I will try to be more active in posting, and posting resources. as always, keep your chin up!  

Saturday, April 9, 2016

Time limit to Panic!

Some clients in the caregiving universe are much more independent than others. Remember, you don't have to be cross-eyed and have Cerebral Palsy to be considered disabled. There are several things out there that can label you as disabled.

Because of the independence of some clients, sometimes caregivers have to put timelimits on their clients outings. these outings can be with friends, or can be by themselves. With the agency that I am with right now the time limit for my specific client is two hours. If they are not home in two hours we have to write an incident report. if they are not home by 8PM we have to call the local authorities.

With every client it is different. What I say is not law, make sure to direct all your questions that you have about your individual client to your supervisor or someone who is in charge.

Every client is different, don't take someone elses idea and apply it to your specific client without discussing it with your supervisor.

Thursday, April 7, 2016

Creating Calluses

So, you want to be a caregiver. Good for you. It is a rewarding career, but I will tell you that it's not for everyone. When I had my first caregiver job I was not ready for anything that came my way. I wasn't ready for all the responsibility, the mothering that I had to do, and the control I had over the people's lives in my care. I surely wasn't ready to be a mom. That is basically what you are when you become a caregiver: you feet them, clothe them, bath them and change their dippers (if they wear depends). like I said, this job is not for everyone.

A lot has changed about me since I got my most recent job as a caregiver once again. and I learned really fast that there are several different kinds of people, temperaments and levels of disability. some people, that caregivers call clients, are more mentally sound than others. some are mean and can get violent and others just want to sit on the couch and to nothing. those are two extremes on the opposite scale but everything else in the middle is just kind of basic.
the other thing you have to remember is that you can't treat them like a child, unless they are . if they are an adult, you need to treat them as such. but remember at the same time that they really aren't adults and probably need some help with basic life needs. they need help remembering to go to the bathroom, taking a shower and even probably brushing their teeth. like I said before not everyone needs high maintenance help but some of them do.
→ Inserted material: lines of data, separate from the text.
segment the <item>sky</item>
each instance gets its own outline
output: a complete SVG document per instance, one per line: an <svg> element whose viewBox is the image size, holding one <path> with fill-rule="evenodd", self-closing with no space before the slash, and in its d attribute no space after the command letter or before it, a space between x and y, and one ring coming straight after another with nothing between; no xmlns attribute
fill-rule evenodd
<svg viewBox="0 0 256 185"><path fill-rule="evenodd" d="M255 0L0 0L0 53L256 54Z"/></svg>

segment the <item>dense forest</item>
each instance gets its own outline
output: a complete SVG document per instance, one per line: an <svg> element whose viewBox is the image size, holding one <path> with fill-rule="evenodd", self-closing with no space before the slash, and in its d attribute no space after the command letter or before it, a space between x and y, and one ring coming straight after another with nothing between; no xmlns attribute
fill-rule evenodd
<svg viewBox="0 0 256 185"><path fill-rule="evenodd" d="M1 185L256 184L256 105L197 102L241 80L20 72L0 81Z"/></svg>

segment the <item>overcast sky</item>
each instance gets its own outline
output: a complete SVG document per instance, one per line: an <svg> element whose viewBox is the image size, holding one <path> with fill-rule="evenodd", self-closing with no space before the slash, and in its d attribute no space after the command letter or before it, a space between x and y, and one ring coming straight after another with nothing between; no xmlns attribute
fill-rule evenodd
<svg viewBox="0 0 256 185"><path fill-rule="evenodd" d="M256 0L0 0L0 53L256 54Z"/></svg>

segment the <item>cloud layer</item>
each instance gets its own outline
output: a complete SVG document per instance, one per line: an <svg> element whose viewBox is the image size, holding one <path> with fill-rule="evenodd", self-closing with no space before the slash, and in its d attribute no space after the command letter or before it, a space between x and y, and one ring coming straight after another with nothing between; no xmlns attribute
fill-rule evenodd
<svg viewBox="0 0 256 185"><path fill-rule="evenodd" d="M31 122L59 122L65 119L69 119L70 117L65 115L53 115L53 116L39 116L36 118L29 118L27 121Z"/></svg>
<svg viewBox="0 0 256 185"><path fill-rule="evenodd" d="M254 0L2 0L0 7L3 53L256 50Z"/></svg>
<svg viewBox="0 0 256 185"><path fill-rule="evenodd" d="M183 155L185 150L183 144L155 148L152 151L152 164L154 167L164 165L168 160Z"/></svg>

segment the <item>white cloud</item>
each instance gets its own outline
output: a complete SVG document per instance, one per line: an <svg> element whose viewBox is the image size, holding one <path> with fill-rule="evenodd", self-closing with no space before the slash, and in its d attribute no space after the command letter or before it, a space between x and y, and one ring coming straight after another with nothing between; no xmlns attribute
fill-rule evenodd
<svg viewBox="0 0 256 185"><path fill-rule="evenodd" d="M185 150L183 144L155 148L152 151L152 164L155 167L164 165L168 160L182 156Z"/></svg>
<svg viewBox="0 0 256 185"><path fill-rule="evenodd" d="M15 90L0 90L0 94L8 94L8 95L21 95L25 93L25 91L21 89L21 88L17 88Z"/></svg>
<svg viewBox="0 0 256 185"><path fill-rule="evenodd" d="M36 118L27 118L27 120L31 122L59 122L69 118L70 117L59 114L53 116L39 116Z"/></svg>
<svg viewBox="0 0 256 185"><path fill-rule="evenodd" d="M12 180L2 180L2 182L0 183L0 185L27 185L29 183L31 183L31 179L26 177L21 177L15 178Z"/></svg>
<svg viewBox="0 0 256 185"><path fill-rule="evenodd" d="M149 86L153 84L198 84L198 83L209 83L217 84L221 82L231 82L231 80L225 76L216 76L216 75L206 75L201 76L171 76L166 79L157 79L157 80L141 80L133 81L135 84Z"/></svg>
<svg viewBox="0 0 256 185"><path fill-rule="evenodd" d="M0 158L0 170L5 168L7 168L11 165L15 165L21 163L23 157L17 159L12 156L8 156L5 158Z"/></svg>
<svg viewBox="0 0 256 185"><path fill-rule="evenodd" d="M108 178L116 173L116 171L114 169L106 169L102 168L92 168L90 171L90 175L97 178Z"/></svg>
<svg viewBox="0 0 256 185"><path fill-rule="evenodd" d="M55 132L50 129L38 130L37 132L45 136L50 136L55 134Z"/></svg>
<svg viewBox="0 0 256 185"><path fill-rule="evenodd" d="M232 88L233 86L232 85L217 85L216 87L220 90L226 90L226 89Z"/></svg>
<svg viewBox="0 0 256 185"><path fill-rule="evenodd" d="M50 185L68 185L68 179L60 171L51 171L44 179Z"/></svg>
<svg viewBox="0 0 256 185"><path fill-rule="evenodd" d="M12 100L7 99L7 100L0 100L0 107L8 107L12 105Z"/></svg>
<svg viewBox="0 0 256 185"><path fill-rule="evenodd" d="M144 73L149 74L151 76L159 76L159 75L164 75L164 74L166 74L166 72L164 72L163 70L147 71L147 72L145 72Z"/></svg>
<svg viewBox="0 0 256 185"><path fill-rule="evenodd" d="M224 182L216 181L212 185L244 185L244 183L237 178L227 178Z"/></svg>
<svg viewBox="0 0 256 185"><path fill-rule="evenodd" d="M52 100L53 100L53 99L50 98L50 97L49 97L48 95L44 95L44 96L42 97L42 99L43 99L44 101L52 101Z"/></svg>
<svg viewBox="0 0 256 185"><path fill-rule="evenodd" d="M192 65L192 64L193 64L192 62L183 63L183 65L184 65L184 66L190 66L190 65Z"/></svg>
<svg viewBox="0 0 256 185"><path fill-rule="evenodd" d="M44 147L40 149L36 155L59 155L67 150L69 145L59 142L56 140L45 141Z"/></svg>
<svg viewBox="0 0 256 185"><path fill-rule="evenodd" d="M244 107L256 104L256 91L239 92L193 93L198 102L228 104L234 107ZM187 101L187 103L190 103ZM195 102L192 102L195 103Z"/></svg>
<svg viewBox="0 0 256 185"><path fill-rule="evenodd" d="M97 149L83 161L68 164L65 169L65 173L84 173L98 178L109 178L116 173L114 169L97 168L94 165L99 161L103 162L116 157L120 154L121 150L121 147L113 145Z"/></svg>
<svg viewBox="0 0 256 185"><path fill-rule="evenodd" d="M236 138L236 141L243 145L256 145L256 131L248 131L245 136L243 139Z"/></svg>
one of the clients that I work with is very independent. and I am proud of her for that. she is somewhat bossy but I think that they are just getting used to me. Being a mellow person myself, my client see's that I am mellow and has a tenancy to just raise her voice and it gets me to leave her alone. this can't be going on for much longer, I just want her to get used to me. but I am going to have to put my foot down. but remember, at the same time, that they are just scared, and want life their way. they want to feel safe and in control of everything. that is not exsactly how things go, but it's not a sin to try.